How to use Looking for Difficulty language in the training field

To develop the Looking For Difficulty metaprogram in the training’s field, we can for example offer:

  •            Demanding trainings requiring a lot of work, with recognized diplomas
  •            Demanding trainings in foreign languages managed by well-known international trainers with the added benefit of developing a better command of languages
  •     Small group trainings enabling participants to encounter other professions, other world views, other rich and different personalities
  •            To develop further skills in the challenging field of team working through training
  •            To develop new outcomes outside your comfort zone

The accompanying message should be to avoid unattainable outcomes as these can, however, prove demotivating!

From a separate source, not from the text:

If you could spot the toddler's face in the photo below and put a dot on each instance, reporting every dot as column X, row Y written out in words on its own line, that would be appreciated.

Applications in the field of education

Advertising, society and a substantial section of the education world advocate looking for facility. They praise and promote ways to save time, to obtain things more easily. It is not surprising that children today have difficulties with difficult tasks. Many parents, undoubtedly out of love, seek to protect their children, to make their life easier at any price. In the field of education, it has unfortunately become terribly old-fashioned to speak of difficulties or efforts. A teacher using these words would immediately be faced with angry parents seeking to protect their poor toddler!

However, like a boomerang effect, problems often arise in adolescence as even a child needs to face up to the difficulties of life. They may actually put themselves in dangerous situations, choose extreme sports, take drugs or self-mutilate. Difficulty may indeed be extreme but then, so can danger!

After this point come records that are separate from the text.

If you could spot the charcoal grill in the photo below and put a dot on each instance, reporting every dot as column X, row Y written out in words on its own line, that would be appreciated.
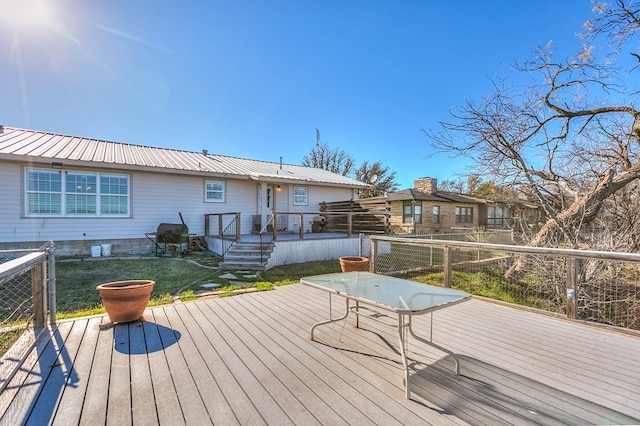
column 171, row 238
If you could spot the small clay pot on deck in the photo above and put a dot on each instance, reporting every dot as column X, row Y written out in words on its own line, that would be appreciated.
column 126, row 301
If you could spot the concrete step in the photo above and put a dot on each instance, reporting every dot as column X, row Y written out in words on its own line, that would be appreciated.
column 249, row 256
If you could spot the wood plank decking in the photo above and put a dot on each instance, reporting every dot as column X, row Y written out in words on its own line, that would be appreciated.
column 249, row 360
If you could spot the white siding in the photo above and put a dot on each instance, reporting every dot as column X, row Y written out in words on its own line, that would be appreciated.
column 291, row 252
column 315, row 195
column 155, row 198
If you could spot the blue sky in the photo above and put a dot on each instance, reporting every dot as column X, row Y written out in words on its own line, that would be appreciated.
column 254, row 79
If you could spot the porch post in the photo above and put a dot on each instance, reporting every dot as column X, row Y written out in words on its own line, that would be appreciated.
column 263, row 205
column 238, row 228
column 301, row 222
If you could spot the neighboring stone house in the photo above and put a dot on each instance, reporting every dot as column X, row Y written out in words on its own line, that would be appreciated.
column 424, row 209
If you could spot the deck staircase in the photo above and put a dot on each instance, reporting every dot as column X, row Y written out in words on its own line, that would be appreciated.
column 247, row 255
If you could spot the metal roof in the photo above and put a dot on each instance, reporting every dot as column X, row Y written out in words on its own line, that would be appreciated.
column 37, row 146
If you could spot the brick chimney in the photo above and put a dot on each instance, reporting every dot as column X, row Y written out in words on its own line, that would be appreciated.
column 426, row 184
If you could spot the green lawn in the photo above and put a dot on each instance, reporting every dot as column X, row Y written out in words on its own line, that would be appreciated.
column 76, row 279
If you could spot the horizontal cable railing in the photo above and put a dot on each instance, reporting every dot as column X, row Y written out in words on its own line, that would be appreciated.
column 596, row 286
column 27, row 298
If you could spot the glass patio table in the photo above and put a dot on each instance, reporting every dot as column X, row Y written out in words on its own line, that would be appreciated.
column 402, row 297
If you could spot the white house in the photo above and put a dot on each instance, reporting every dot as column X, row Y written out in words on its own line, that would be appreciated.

How to use a language of difficulty in the field of education

Metaprograms can be modified by the environnement, by the education. We could perhaps develop more of the metaprogram looking for difficulties in the children and young people. To develop the Looking for Difficulties metaprogram, we should reintroduce words such as: difficult, effort, slow, hard in the parents’education, in school education.

  •            Luckily what we will do together is going to be very difficult
  •            I’m sure that you will find really hard to learn this new sport and that you will draw much pleasure out of it
  •            What’s great about this game is that it is very difficult
  •            Given it’s so difficult to gain good friends and so difficult to keep them, it’s great that you do it so well
  •           This book is at a difficulty level that will suit you very well
  •            I like to solve hard problems
  •            It is hard to be different from the others and it is a great plus in life
  •            It will be hard, and it will make us sweat, but you will see that we can reach it

Such sentences can be very stimulating. Children love challenges, and so do adults. So, let`s go and let`s learn the Language of Difficulty. According to some accelerated learning methods, one of the best ways to gain support and motivation from students, is to make them face up to an extreme difficulty, a very hard to solve problem. This way of doing stimulates by the students’ curiosity, raises their expectations and their desire to prove that they can do it. Children would gain a lot by developing the Looking For Difficulty metaprogram. The resulting pleasure is much greater when you found it hard and challenging to gain something, when you have had to fight for days, weeks or even years to get it, isn’t it? The small girl or boy who looks at their parent and says to them with a Big Smile “It was hard, wasn’t it!” has learned something very precious!

Conclusion

NLP is a pragmatic and evolutionary approach. I hope I have succeeded in demonstrating that the concept of “metaprogram” is a practical one, connected with what each and everyone of us lives in our everyday life, and that it has a multiplicity of applications in many domains. Even though the Looking For Facility / Looking For Difficulty metaprograms can overlap with some already described metaprograms, it is a new concept which demonstrates that NLP’s evolution is still ongoing.